Nightbitch de Marielle Heller m’a surpris par son ton décalé, à mi-chemin entre la comédie romantique et une touche d’horreur psychologique si légère qu’elle en devient presque anecdotique. L’histoire suit une mère au bord de la crise de nerfs (Amy Adams, toujours aussi convaincante), qui se met à imaginer qu’elle se transforme en créature canine. Le film aborde des thèmes comme la dépression post-partum, la perte d’identité et la pression sociale, mais avec une légèreté qui désamorce toute tension réelle.
Ce qui m’a le plus marqué, ce sont certains choix de mise en scène un peu excessifs : des transitions brutales entre réalité et hallucination, une voix off parfois trop présente, et des scènes surréalistes (comme les moments avec les chiens) qui, au lieu d’ajouter de la profondeur, cassent le rythme et donnent l’impression d’un film qui ne sait pas vraiment où il va.
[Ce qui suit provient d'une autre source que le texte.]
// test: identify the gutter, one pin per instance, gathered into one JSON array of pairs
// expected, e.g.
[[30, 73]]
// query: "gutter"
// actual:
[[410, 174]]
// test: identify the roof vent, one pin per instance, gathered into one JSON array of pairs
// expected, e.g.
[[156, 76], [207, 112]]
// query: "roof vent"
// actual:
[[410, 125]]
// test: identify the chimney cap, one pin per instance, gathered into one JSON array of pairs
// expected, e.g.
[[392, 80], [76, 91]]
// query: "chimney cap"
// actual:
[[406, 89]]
Pourtant, quand Nightbitch se recentre sur le quotidien de son héroïne et ses relations, il devient vraiment plaisant. Les dialogues sont fins, l’humour est présent, et Amy Adams porte le film avec une justesse qui évite le pathos.
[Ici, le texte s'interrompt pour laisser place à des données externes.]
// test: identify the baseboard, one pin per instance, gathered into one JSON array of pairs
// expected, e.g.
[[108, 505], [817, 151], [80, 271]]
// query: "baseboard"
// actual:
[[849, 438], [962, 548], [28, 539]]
Visuellement, le film est soigné, avec une photographie qui alterne entre réalisme et onirisme, et une bande-son qui renforce l’atmosphère décalée. Mais c’est aussi là que réside son problème : Nightbitch ose trop peu. Il effleure l’horreur psychologique sans jamais s’y plonger, et utilise le fantastique comme un accessoire plutôt qu’un véritable outil narratif.
En résumé, c’est un film intelligent dans son propos, mais qui pèche par ses excès de style et son manque d’audace. À voir pour Amy Adams et son ton unique, mais sans s’attendre à une expérience marquante. Un divertissement sympathique, ni plus ni moins.
Note : 6/10 – Un film qui manque de mordant.